Football is a religion in Australia and broadcast rights for the AFL and NRL are the holy grail of entertainment. Seven, Foxtel and Telstra will pay $1.25 billion over the next five years for the rights to broadcast AFL matches. Foxtel subscribers will see every match live, either via the traditional Foxtel service, via Telstra’s T-Box or via Microsoft’s Xbox 360. Telstra is also offering every match live to its mobile customers, for $5 per match, $10 per month or $50 per season.

Telstra paid $153 million to the AFL for the right to simulcast live footy matches to mobile devices, so the AFL is obviously upset that Optus’ TV Now service lets you watch free-to-air television with only a slight delay. TV Now isn’t the first service to offer such features, but the sporting heavyweights have decided now is the time to fight back.

The AFL claims that Optus is stealing the footy coverage, but the courts found in Optus’ favour. The fight is far from over and the Federal government has even threaten to step in and change the law to protect broadcasting deals. Changing the law to make exemptions for powerful players is generally bad policymaking and it’s Australian viewers who will pay the price.

Under Australian copyright law, you’re allowed to record television to watch later – something known as time-shifting. It doesn’t matter whether it’s the AFL Grand Final or repeats or Gilligan’s Island, all free-to-air broadcasts are treated equally. Optus has extended this concept to mobile devices with TV Now, offering a Personal Video Recorder in the cloud so you can stream recordings straight to your smartphone. Optus isn’t broadcasting live television, only letting you watch something you recorded earlier.

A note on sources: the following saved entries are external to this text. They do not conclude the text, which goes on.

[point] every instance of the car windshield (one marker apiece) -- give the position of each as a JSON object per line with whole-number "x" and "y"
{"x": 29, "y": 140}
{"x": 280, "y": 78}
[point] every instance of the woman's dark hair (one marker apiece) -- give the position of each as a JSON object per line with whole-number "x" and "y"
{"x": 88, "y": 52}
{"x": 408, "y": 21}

The trouble is that, like many lounge room-based PVRs, TV Now offers “chasing playback” – letting you watch the start of a show while you’re still recording the end. So you can record the football and then start watching on a 90-second delay. The AFL says this is as good as live and wants it stopped, but the courts believe that TV Now falls under the same laws that let you time-shift television at home. The fact you’re watching it on a mobile device is irrelevant.

The core of the problem is that the AFL/Telstra deal sold off something that isn’t for sale; the public’s rights under copyright law. The AFL sold Telstra the exclusive right to simulcast live football matches to mobile devices. But the AFL seems to believe that Telstra’s service should be the only way to watch football on mobile devices. They’re not the same thing. It’s like the AFL granting Telstra the right to sell stubby holders in team colours but Telstra believing it has the exclusive right to sell beer.

Either the AFL sold something it didn’t have the right to sell or Telstra didn’t understand what it was buying. Either way, the government shouldn’t change the law to let them get away with it.